477 U.S. at 327. In the instant case, defendant has presented evidence supporting its position that it acted in good faith. To avoid summary judgment, plaintiff must not rest on the conclusory allegations, speculation, and conjecture of its Complaint. Instead, Zaloom must set forth specific facts from *492 affidavits, depositions, answers to interrogatories, or admissions, showing that a genuine issue of fact exists for trial. See Cifarelli v. Village of Babylon, 93 F.3d 47, 51 (2d Cir. 1996). Zaloom has failed to present any such evidence. Therefore, the Court grants summary judgment on the grounds that there exists no genuine issue of material fact with regard to defendant's alleged bad faith in failing to pay certain documentary drafts in a timely manner. See id.; see also Davidson v.

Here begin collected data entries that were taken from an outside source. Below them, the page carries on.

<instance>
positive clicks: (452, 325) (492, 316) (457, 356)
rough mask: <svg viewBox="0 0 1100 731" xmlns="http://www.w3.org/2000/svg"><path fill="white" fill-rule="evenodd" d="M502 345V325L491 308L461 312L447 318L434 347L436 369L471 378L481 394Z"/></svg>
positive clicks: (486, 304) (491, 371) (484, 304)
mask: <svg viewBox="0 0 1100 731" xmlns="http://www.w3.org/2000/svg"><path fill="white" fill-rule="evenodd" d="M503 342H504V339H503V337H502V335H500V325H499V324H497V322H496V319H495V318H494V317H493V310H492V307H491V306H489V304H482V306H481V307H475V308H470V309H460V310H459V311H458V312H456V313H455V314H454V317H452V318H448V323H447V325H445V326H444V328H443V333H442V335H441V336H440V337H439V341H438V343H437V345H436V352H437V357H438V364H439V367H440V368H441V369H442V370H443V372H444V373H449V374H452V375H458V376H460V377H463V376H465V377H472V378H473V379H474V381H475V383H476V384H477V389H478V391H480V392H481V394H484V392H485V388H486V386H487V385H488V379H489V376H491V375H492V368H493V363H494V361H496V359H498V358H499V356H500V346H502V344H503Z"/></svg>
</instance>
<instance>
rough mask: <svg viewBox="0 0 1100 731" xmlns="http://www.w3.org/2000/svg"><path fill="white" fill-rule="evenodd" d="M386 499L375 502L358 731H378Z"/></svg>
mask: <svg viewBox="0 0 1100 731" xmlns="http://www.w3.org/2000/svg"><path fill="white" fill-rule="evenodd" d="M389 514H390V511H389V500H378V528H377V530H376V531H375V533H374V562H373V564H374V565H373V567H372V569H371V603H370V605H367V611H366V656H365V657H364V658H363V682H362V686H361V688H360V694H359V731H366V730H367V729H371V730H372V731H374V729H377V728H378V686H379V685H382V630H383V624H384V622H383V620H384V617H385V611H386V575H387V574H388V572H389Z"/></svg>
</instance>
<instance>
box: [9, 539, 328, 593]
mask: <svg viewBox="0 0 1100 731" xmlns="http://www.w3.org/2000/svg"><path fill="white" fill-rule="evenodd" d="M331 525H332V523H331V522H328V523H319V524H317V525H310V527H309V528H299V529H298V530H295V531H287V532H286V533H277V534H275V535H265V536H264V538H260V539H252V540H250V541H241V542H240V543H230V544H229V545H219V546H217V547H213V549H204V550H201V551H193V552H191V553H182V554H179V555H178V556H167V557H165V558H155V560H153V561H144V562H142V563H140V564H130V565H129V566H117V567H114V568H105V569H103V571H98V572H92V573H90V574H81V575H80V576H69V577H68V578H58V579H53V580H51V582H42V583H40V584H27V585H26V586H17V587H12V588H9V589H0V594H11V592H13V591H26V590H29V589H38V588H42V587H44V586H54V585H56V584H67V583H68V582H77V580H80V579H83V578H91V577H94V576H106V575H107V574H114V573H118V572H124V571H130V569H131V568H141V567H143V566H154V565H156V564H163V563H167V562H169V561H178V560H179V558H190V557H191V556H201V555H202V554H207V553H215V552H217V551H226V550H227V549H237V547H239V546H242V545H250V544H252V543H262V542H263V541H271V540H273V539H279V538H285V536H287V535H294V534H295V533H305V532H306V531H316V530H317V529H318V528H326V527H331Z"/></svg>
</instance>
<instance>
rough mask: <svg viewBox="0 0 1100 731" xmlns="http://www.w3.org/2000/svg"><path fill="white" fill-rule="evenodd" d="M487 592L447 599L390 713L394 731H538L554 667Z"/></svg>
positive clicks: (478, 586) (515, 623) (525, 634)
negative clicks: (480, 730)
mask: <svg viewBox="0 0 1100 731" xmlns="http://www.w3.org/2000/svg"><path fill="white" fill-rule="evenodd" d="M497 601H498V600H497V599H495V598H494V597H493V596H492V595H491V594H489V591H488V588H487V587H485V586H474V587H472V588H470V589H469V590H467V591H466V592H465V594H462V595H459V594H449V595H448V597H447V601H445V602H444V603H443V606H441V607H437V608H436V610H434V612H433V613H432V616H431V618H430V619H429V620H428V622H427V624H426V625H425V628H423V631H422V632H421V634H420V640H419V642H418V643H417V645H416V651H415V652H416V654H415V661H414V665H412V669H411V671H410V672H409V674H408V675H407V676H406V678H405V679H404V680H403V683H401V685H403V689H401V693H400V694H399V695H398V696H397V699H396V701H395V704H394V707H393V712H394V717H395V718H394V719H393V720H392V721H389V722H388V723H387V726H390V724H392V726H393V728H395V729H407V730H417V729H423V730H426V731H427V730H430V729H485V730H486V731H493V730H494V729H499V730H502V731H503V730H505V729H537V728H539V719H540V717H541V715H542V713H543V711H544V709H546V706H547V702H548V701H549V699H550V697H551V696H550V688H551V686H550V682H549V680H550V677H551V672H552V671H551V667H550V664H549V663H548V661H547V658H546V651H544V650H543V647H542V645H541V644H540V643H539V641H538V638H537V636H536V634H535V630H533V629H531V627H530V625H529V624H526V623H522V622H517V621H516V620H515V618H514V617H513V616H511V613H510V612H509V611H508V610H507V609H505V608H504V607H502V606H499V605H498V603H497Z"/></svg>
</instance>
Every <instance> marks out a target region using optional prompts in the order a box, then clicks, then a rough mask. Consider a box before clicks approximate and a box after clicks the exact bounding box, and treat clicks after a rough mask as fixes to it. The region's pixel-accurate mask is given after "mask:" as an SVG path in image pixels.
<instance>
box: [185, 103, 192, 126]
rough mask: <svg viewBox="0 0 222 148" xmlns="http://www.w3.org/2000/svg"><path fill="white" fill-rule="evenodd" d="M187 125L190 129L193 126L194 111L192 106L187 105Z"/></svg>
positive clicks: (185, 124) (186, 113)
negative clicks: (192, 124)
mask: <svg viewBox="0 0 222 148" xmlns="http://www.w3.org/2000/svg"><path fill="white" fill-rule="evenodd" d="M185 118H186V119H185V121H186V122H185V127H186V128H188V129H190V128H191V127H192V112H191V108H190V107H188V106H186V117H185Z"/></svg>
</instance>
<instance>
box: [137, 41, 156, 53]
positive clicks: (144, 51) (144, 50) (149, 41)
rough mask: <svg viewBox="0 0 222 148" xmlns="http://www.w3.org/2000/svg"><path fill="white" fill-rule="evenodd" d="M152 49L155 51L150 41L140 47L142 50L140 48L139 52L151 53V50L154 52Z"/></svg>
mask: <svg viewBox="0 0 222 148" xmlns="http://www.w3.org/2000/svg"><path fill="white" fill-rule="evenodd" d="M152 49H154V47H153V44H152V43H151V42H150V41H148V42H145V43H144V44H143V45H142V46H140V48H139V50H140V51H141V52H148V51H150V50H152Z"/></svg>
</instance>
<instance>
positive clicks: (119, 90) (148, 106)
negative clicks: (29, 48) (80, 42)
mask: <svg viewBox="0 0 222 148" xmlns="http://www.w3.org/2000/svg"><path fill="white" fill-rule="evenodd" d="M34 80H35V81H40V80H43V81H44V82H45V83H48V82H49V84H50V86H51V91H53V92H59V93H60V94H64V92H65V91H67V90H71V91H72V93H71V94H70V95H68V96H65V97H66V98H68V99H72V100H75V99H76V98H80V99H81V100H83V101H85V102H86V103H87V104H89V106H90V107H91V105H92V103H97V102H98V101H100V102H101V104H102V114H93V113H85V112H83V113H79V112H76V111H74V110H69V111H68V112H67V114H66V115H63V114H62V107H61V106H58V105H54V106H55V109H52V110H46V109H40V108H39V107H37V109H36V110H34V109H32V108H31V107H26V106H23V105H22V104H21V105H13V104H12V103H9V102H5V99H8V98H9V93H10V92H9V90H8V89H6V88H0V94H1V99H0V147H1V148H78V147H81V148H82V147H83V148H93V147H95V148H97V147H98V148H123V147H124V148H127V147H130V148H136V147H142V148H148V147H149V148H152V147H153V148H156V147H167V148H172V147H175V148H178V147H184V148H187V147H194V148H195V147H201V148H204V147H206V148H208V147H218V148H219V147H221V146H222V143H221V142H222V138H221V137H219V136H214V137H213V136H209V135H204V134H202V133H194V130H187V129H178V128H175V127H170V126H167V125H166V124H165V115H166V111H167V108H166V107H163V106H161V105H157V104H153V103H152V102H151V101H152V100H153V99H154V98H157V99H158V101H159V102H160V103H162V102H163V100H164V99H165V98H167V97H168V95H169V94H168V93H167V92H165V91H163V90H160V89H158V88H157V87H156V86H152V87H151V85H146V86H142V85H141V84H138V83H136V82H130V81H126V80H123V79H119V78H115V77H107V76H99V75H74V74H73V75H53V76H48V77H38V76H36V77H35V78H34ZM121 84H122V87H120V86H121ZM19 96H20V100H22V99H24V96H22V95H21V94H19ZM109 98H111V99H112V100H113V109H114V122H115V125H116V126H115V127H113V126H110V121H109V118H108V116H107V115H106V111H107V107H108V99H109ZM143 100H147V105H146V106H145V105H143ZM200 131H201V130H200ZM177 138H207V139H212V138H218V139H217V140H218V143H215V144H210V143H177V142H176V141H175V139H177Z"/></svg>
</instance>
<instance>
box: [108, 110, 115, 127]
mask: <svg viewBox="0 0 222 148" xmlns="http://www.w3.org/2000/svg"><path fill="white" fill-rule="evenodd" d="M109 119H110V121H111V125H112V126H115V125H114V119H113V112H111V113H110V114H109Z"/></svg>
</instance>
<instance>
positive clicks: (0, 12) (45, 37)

Scully, 114 F.3d 12 (2d Cir.1997) (upholding summary judgment where defendants demonstrated good faith as a matter of law).

 
CONCLUSION

For the reasons stated in this Opinion, defendant's motion to strike is HEREBY GRANTED in part and DENIED in part. Defendant's motion for summary judgment is HEREBY GRANTED.

SO ORDERED.

NOTES

[1] Zaloom does not admit that SCB paid the second draft cited in paragraph 27 of the Complaint. However, the record clearly indicates that SCB's Shanghai Branch had purchased the associated receivable from Zaloom's supplier. See Internal SCB Memorandum, dated August 24, 1990, annexed as Exhibit 22 to Def.'s App. Therefore, SCB paid the supplier.

[2] The letter agreement of November 14, 1990, which extended the credit facility, similarly stated that it would expire on October 31, 1990. See Ex. 6 to Def.'s App.